DF> my $prime = 211;
DF> my ( $hash, $g, $p );
DF> for my $char( $p = $s, $p, $p++ ) {
that redeclares $char so the string arg you pass in is never used. also
this loop just scans the string to be hashed. there are many easy idioms
for this. this s about the simplest but may be slow on very long
strings:
foreach my $char ( split //, $s ) {
this works better on long strings:
while( my ($char) = $s =~ /(.)/sg ) {
DF> $hash = ( $hash << 4 ) + $p;
you never set $p to anything. it needs to be the next char. so change $p
to $char. *p is accessing the next char in the c++ string.
DF> if( $g = $hash & 0xf0000000 ) {
DF> $hash = $hash ^ ($g >> 24);
DF> $hash = $hash ^ $g;
DF> }
that looks ok but i can't tell without testing.
DF> }
DF> return $hash % $prime;
same here.
well, you never scan the input string which is never properly passed
in. fix those bugs and see what happens. also test this out with a
single char string so you can debug all the steps more easily.
uri
--
Uri Guttman ------ u...@stemsystems.com -------- http://www.sysarch.com --
----- Perl Code Review , Architecture, Development, Training, Support ------
--------- Free Perl Training --- http://perlhunter.com/college.html ---------
--------- Gourmet Hot Cocoa Mix ---- http://bestfriendscocoa.com ---------
>David Filmer <use...@davidfilmer.com> wrote:
>> In the book, "Programming in C++" by Stephen Dewhurst and Kathy Stark
>> (1989, Prentice Hall, page 14), I find a short hashing subroutine
[snip]
>Try this instead (and pass it just the string)
>
>sub hashpjw {
> my ( $s, $prime, $hash ) = ( shift, 211, 0 );
>
> for ( split //, $s ) {
> $hash = ( $hash << 4 ) + ord $_;
> if ( my $g = $hash & 0xf0000000 ) {
> $hash ^= $g >> 24;
> $hash ^= $g;
> }
> }
>
> return $hash % $prime;
>}
>
The oputput for this is the same as the C function, for
'bar' its 168. However the C function as typed in won't compile
without some fixes.
If there were ever a need for speed, the last two $hash asignments
can be combined into a single asignment.
$hash = ($hash ^ $g >> 24) ^ $g;
-sln
[snip]
Jen has a nice Perl solution.
But, the C code won't compile under C++, probably some typo's.
C++ does not support default-int
There is no default type for const.
The for loop has a ',' where it should have a ';'.
Fixed up and speedier version:
int
hashpjw( char *s ) {
const int prime = 211;
unsigned hash = 0, g;
for( char *p = s; *p; p++ ) {
hash = ( hash << 4 ) + *p;
// assumes 32 bit int size
if( g = hash & 0xf0000000 )
hash = (hash ^ g >> 24) ^ g;
}
return hash % prime;
}
-sln
JTT> for ( split //, $s ) {
JTT> $hash = ( $hash << 4 ) + ord $_;
...
JTT> The Perl version as it is will happily accept e.g.

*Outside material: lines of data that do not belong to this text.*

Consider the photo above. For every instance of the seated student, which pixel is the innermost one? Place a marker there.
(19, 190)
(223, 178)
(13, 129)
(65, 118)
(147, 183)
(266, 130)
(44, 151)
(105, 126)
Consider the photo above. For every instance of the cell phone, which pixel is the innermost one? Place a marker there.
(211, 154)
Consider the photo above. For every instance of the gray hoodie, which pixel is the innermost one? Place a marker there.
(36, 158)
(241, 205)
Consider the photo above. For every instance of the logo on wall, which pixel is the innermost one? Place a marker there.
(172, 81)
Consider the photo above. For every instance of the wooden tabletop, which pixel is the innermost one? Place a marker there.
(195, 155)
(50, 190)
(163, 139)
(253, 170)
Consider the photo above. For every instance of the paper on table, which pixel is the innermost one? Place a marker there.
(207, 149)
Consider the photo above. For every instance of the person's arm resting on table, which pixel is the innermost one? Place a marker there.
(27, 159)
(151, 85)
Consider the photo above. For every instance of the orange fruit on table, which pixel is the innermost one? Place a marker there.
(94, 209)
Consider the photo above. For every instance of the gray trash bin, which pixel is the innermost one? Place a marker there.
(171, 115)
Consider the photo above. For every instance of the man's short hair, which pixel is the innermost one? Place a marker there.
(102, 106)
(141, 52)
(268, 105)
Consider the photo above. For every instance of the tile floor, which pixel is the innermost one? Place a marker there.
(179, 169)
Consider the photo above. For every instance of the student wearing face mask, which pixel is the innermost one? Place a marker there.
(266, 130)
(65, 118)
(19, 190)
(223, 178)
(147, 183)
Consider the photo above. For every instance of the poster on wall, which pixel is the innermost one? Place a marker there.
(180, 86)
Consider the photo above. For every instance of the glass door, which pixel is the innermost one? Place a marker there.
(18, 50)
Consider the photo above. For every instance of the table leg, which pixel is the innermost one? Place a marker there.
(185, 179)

Unicode
JTT> characters and then the result will differ from the C/C++ version!
An easy way to fix that is to replace the lines with
for ( unpack "C*", $s) {
$hash = ( $hash << 4 ) + $_;
which will probably also be faster, a nice property for a hashing
function (unpack over split, and no ord() call).
Ted
Is a char guaranteed to be unsigned in C++? I'm only sure it
isn't in C, so the behaviour of the original function (which
could be C or C++) wouldn't be well-defined at least in C for
anything than 7-bit (ASCII) chars as the input.
Using unpack() is definitely more elegant (and more in the
spirit of the original function should there be Unicode chars
in the string). All one would need to know is if "C*" or "c*"
would have to be used with unpack().